The Bayou 220’s engine is a 215cc, four-stroke, shaft-driven, air-cooled model. Its bore measures 2.6 inches and the stroke is 2.4 inches. It features a relatively high 9.3:1 compression ratio with fuel delivered through a Mikuni VM24SS carburetor. The electronic ignition is Kawasaki’s DC-CDI. It also features a recoil backup as a starting system. The clutch is an automatic wet multidisc model with power delivered to the wheels via a five-speed transmission, according to ATV Source.
The steel frame supports a front suspension with single A-arms and twin shock absorbers, with the rear suspension a Quad-Link system with two shocks. Front wheel travel is 4.5 inches, while the rear wheel travel measures at 4.9 inches. Front and rear brakes are drums.

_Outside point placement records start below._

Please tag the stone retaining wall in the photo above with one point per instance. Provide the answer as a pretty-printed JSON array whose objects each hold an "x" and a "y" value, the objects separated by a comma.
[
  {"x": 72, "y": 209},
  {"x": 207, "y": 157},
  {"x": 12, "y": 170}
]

The front tire size is AT21X8-9 with the rear tires measuring AT22X10-10. The ATV’s wheelbase is 43.9 inches, with an overall length of 68.7 inches. Ground clearance is 6.1 inches with the seat height measuring 28.7 inches. It weighs 403 lbs. and can tow up to 450 lbs. Its fuel tank can carry 2.6 gallons.
The Kawasaki Bayou 220 is not the fastest ATV on the market, but one reason the Bayou 220 has kept its price low is the lack of amenities. It features a brake light and dual headlamps with high/low beam. There is an auxiliary lighting terminal inside the front cover of the ATV and electrical accessory terminals under the seat. The instrument cluster atop the fuel tank features a fuel gauge, but not much else. There are no speedometer, odometer, hourmeter, tripmeter, high-beam indication or high-temperature light. It does have a reverse/neutral indicator light. The Bayou comes in two colors: hunter green and firecracker red.
The front A-arm, twin shock and rear Quad-Link twin-shock suspension system is not a true fully independent system, but it allows for a comfortable ride over rough terrain without employing a complex and expensive, fully independent suspension system. The ATV features front and rear steel cargo racks. The ATV is rider-friendly with a limited adjustable throttle to help novices practice their riding skills without twisting the throttle too far and losing control of the vehicle.